Dayal Surabhi, Sahu Priyadarshini
Department of Dermatology, Venereology and Leprology, Pt. B D Sharma University of Health Sciences, Rohtak, Haryana, India.
Indian J Sex Transm Dis AIDS. 2016 Jul-Dec;37(2):129-138. doi: 10.4103/0253-7184.192128.
The diagnosis and management of nonvenereal diseases are always a tough challenge for the dermatologist due to lack of studies on its diagnostic criteria and standard treatment guidelines. Zoon balanitis (ZB) is one of the benign nonvenereal dermatoses, which presents as a solitary, persistent erythematous plaque usually on the glans penis primarily in the uncircumcised, middle-aged to old-aged men. Although it was described by Zoon in 1952, its etiopathogenesis still remains hypothetical. This article provides an overview of the epidemiology, clinical presentation, histopathological features, and diagnostic criteria and diagnostic methods of ZB. In addition to this, it is rather very important to differentiate this lesion from its clinical equivocal lesions such as erythroplasia of Queyrat, infective and other inflammatory penile dermatoses, which has been discussed in this review.

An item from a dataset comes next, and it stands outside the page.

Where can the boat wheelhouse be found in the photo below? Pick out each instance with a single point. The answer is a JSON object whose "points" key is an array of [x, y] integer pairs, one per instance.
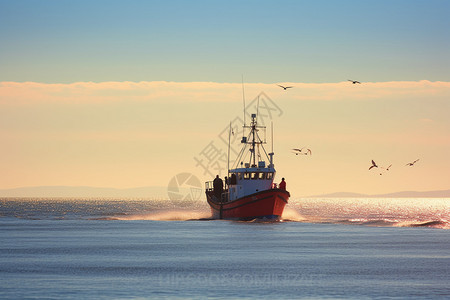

The treatment modalities have also been reviewed in details, and the importance of circumcision as the treatment of choice has been emphasized.
由于缺乏关于非性病诊断标准和标准治疗指南的研究,非性病的诊断和管理一直是皮肤科医生面临的严峻挑战。干燥闭塞性龟头炎(ZB)是一种良性非性病性皮肤病,表现为通常位于阴茎头的孤立性、持续性红斑斑块,主要见于未行包皮环切术的中老年男性。尽管它在1952年由佐恩描述,但其病因病机仍属假说。本文概述了ZB的流行病学、临床表现、组织病理学特征、诊断标准和诊断方法。除此之外,将该病变与临床难以鉴别的病变如凯腊增殖性红斑、感染性及其他炎性阴茎皮肤病相鉴别非常重要,本综述对此进行了讨论。还详细回顾了治疗方式,并强调了包皮环切术作为首选治疗方法的重要性。